You May Like: Estrogen Rich Food For Breast Enlargement
The Moderating Role Of Cortisol
Cortisol, like testosterone, is a steroid hormone. Cortisol is known primarily for its role in the physiological stress response via activation of the hypothalamicpituitaryadrenal axis . The HPA-axis consists of the series of communications between the hypothalamus and the pituitary and adrenal glands. When the hypothalamus receives information that there is a threat in the environment, it relays a signal via the pituitary gland to the adrenal gland, which releases cortisol, as well as other hormones such as epinephrine and norepinephrine. The resulting stress response causes physiological changes which include increased respiration, heart rate, blood pressure, and blood glucose levels. These changes are all intended to prime the organism to physically respond to the threat by facilitating fight or flight behaviors. Unlike the catecholamines , cortisol is able to pass through the bloodbrain barrier, making it the primary behavioral influence during active stress responses. As such, cortisol has been shown to have not only physiological effects, but psychological and behavioral effects as well.
R. Yehuda, in, 2007
Cortisol Levels: What Do They Mean
Levels of the hormone cortisol rise and fall naturally throughout the day.

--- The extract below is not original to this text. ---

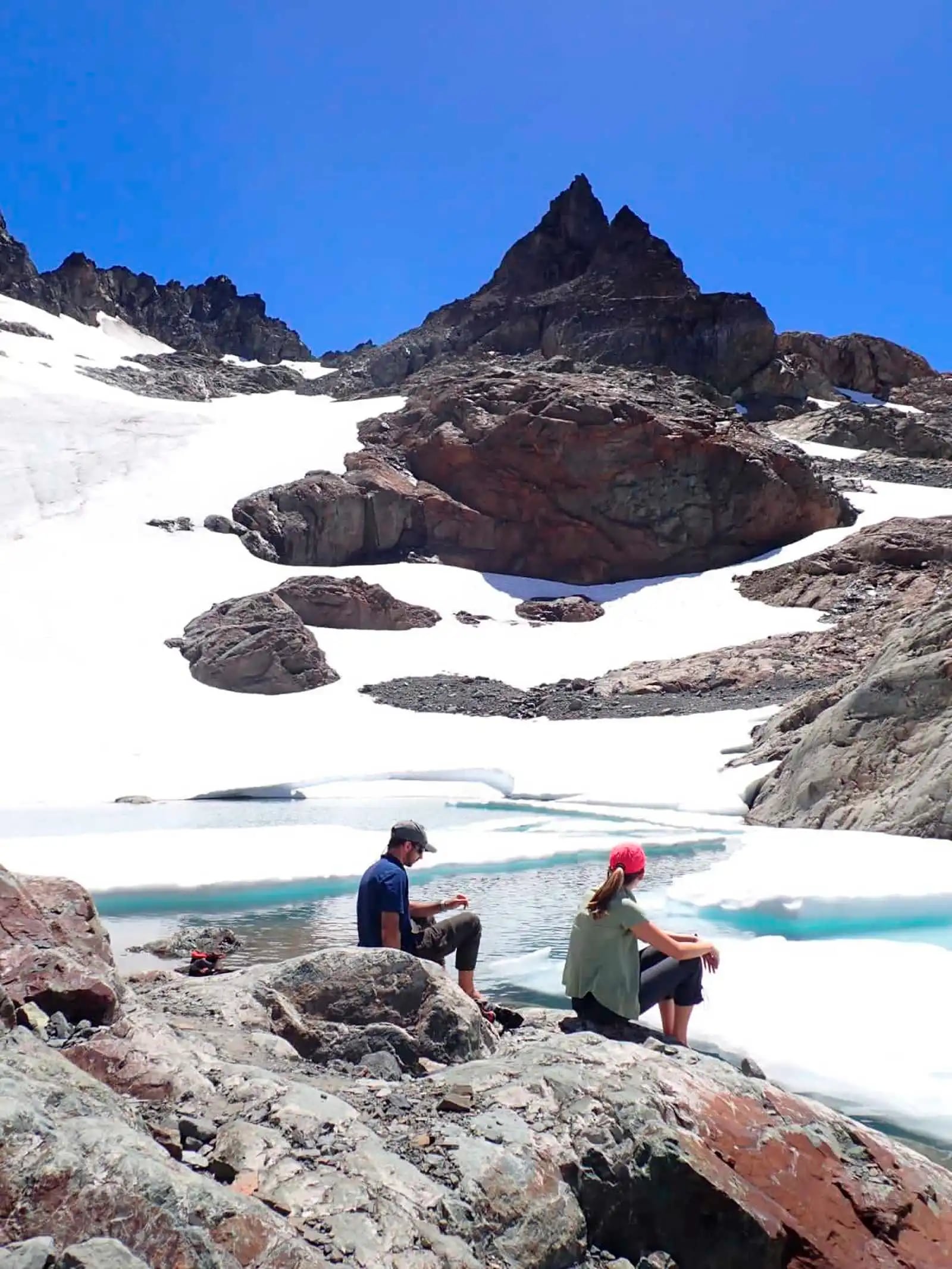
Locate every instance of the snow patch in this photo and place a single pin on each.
(801, 882)
(824, 1018)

Cortisol levels reach their lowest levels late at night usually around midnight. From there, levels begin to rise. Cortisol reaches its highest level in the body early in the morning, peaking around 9 a.m., before beginning to decline again throughout the later day.
The pattern can change or become altered if people work irregular shifts or sleep a lot during the day. Diseases, including adrenal gland disorders, that affect the production or use of cortisol also can disrupt the normal pattern.
Adrenal gland disorders may arise when the adrenal glands produce too much or too little cortisol.
In Cushings syndrome, theres too much cortisol production, while adrenal insufficiency is marked by too little cortisol production.
Recommended Reading: How To Lower Cortisol Levels
The Cortisol Rhythm Plays To Its Own Tune
Aside from intermittent stressors that trigger the fight-or-flight response , did you know that your bodyâs cortisol production follows its own circadian rhythm?
Normal individuals with a healthy functioning cortisol rhythm have cortisol levels that reach their lowest point at midnight, followed by a build up overnight to peak first thing in the morning. Cortisol volume is typically high when you wake up and surges for 50-60% in the first 30-45 minutes after youâve awakened. This is called the cortisol awakening response .
The cortisol load then drops rapidly past this early morning spike before gradually declining throughout the day to reach its minimum level around bedtime so you can wind down and go to sleep.
Scientists call this everyday phenomenon the cortisol diurnal rhythm or cortisol circadian rhythm. If youâre wondering who is the conductor of this rhythm, the suprachiasmatic nucleus in the hypothalamus, which is also the principal circadian clock of the brain, acts as the catalyst for cortisol production via the HPA axis.
Across 24 hours, the normal range for healthy salivary cortisol levels looks like this:
- 7 a.m. to 9 a.m.: 100-750 ng/dL
- 3 p.m. to 5 p.m.:< 401 ng/dL
- 11 p.m. to 12 a.m.:< 100 ng/dL
If your cortisol test results exceed the bracketed values above, youâre likely facing an unhealthy cortisol surplus.